Terry Lautz, a distinguished scholar of US-China relations, has combed obscure archives, spoken with Birch's remaining relatives, and marshaled his deep knowledge of mid-century China to produce a definitive account of the mysterious-and dramatic-life of John Birch. After growing up steeped in the South's burgeoning Bible Belt culture in the years after World War I, Birch became a missionary in China in the tumultuous era of the 1930s and 1940s, when it was rocked by civil war, a long conflict with Japan, and-finally-revolution. Along with his missionary work, he fought with Claire Chennault's famed Flying Tigers against the Japanese amidst a series of on-again and off-again romances. After the war ended, he re-committed himself to his missionary activities but was killed by communist guerrillas in an altercation a couple of weeks after the war ended, in September 1945. No one could have predicted what happened next to this truly obscure figure. A few years after his death--after China fell to the communists and anti-communists in Congress looked to cast blame-his afterlife as a martyr began. Robert Welch-a candy manufacturer in New England-formed the John Birch Society, an extreme right-wing organization whose influence is still visible in the Tea Party movement.

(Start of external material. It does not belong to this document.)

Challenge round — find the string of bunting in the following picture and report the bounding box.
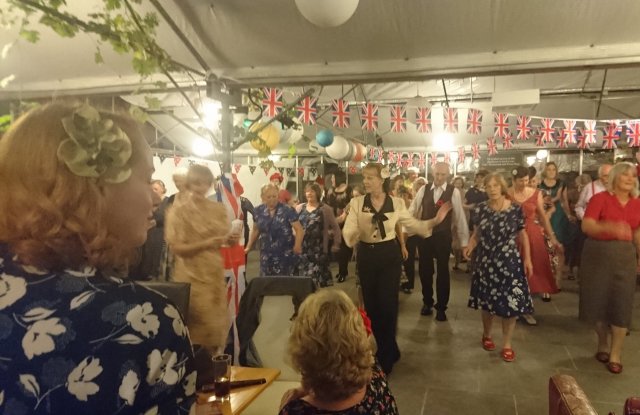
[261,87,639,150]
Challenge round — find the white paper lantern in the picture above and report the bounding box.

In John Birch: A Life, Lautz covers Birch's life in full and places it in the broad contexts of religious revival in the American South and chaos in interwar and wartime China. He also explores his afterlife as a paragon of the far right, juxtaposing the myth with the reality. A critical biography of a legend whose fame arrived only posthumously, Lautz cuts through the mythology to expose John Birch-the man and the political phenomenon.